In clinical studies, the most commonly reported side effects with sunitinib are shown here. Side effects sometimes have percentage ranges [example 42 – 78%] because they differed between in clinical studies:
- Low white blood cells (42 - 78%)
- Fatigue (28 - 54%)
- Anemia [low red blood cells] (26 - 79%)
- Increased bleeding risk [low platelets] (21 - 68%)
- Diarrhea (20 - 61%)
- Upset stomach (16 - 31%)
- High blood pressure (16 - 30%)
- Rash and blistering on soles of hands and feet (15 - 29%)
- Nausea (13 - 52%)
- Mouth sores (13 - 30%)
- Decreased appetite (12 - 34%)
- Vomiting (10 - 31%)
- Altered sense of taste (9 - 46%)
- Pain in arms and legs (6 - 18%)
- Skin rash (3 - 24%)
Roughly 8 - 19% of patients discontinue sunitinib due to unacceptable side effects.
How often is monitoring needed?
Labs (blood tests) may be checked before treatment and periodically during treatment, most commonly before a new cycle is started. Labs often include: Complete Blood Count (CBC), Comprehensive Metabolic Panel (CMP), urinalysis, and thyroid stimulating hormone (TSH)
How often is imaging needed?
Imaging may be checked before treatment, after cycles 1-4, then after every other cycle until the end of treatment. Imaging may include: computerized tomography (CT) scans, magnetic resonance imaging (MRI), and bone scans
How might blood test results/imaging affect treatment?

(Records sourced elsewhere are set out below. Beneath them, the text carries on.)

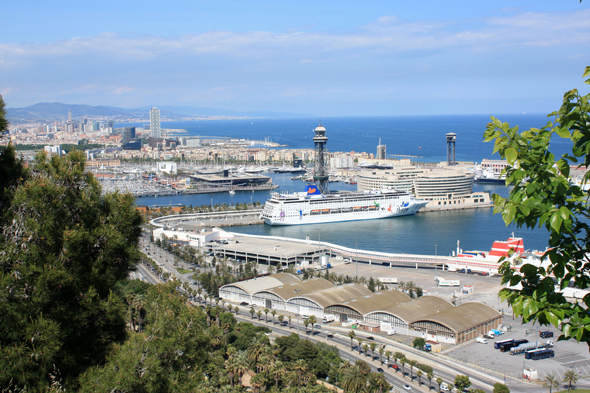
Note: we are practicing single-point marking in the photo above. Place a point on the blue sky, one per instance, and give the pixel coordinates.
(327, 58)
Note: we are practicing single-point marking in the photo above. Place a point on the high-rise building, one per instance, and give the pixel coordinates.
(155, 130)
(381, 149)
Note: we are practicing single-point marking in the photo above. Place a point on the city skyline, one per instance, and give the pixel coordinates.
(330, 59)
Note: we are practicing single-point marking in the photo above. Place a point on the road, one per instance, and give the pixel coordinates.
(446, 369)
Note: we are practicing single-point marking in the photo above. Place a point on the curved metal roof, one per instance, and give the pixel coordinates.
(373, 302)
(259, 283)
(421, 308)
(464, 316)
(337, 295)
(287, 291)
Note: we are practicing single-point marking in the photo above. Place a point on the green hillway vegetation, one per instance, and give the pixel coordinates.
(70, 320)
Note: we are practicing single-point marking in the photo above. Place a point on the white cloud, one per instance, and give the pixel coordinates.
(387, 34)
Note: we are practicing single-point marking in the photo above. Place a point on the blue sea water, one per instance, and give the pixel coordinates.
(423, 136)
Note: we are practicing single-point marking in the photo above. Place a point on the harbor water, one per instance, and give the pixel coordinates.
(421, 136)
(476, 229)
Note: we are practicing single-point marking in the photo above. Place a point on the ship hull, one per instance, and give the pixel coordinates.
(282, 210)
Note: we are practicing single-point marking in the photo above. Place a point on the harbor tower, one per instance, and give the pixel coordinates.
(451, 138)
(321, 178)
(381, 149)
(155, 130)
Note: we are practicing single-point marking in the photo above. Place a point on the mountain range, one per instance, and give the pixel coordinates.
(56, 111)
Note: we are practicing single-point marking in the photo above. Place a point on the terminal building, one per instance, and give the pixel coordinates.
(443, 188)
(430, 317)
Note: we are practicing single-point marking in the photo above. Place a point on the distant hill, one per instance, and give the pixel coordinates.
(56, 111)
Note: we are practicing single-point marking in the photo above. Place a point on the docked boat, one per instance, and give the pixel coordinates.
(312, 207)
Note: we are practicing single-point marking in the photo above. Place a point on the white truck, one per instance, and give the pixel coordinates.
(329, 318)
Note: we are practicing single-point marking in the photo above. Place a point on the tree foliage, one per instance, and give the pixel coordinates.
(544, 197)
(64, 247)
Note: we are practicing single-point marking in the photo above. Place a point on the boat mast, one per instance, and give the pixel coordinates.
(320, 176)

Depending upon the results, your doctor may advise to continue sunitinib as planned, or delay or switch therapy
- Sunitinib can possibly impair your body’s ability to heal wounds. Talk to your oncologist about any planned surgeries and let your surgeon know that you are taking sunitinib
- Skin changes such as rash, dry skin, cracking, and blisters. The medication in sunitinib is yellow and can also cause you skin and hair to look yellow or lighter in color
- If blisters or rash on the palms of your hands and soles of your feet occur use a non-alcoholic moisturizer to help prevent this from reccurring
- A pharmacist should ALWAYS review your medication list to ensure that drug interactions are prevented or managed appropriately
- Clinical trials may exist for renal cell carcinoma. Ask your doctor if any studies are currently enrolling in your area. If not, go to clinicaltrials.gov to search for other centers offering study medications
Patient Assistance & Co-payment Coverage
Patients under the age of 65 years, or those with private insurance plans:
If you have insurance and are looking for patient assistance or copay assistance for Sunitinib (Sutent®), we have provided links that may help.

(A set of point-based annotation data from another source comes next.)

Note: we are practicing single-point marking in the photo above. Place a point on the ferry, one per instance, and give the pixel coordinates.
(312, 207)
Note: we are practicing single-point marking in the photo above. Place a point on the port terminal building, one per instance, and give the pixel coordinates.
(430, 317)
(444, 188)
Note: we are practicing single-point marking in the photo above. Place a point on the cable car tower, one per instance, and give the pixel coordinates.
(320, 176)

Visit our Patient Assistance page and click the links to various patient assistance programs for help paying for Sunitinib (Sutent®). Depending upon your income, they may be able to help cover the cost of:
For Branded medications (may be available for generic medications too), check with the manufacturer to determine if a co-pay card is offered and if it could reduce your monthly copay.
- If you are uninsured, check with the manufacturer to determine if you are eligible to receive medication at no cost.

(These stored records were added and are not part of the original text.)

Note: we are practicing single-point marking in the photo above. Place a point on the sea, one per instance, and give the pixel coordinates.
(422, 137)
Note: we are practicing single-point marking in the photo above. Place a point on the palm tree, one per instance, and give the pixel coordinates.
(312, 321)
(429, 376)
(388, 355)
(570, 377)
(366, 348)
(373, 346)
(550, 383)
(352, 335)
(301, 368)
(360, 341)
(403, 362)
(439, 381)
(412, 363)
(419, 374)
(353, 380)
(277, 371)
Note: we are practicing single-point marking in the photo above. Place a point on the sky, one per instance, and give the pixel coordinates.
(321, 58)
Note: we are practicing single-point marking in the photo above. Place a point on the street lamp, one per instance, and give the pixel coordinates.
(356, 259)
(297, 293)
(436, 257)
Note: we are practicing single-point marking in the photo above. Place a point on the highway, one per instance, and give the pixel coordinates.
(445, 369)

Medicare and Medicaid patients (Patients 65 years or older):
The clinic providing treatment will likely pre-authorize medications and immune therapies such as Sunitinib (Sutent®) and are the best source to help you understand drug cost.
- Ask to speak with a patient assistance technician or financial counselor at the clinic or hospital administering this therapy.
What is Emotional Wellness?
Emotional wellness is having a positive outlook balanced with a realistic understanding of current life events. This requires both an awareness and acceptance of your emotions. It is with this knowledge that you can develop a plan to take the necessary actions to positively impact your life.
Emotional wellness uses an ongoing process to continually reflect on the stressors of life in a constructive manner to move forward and create happiness.
Because emotional wellness is deeply connected with physical, social, and spiritual wellness, pursuing it often becomes particularly difficult in times of major illness. Despite this difficulty, working toward emotional wellness has been connected to improved treatment outcomes and a higher likelihood of achieving goals of therapy.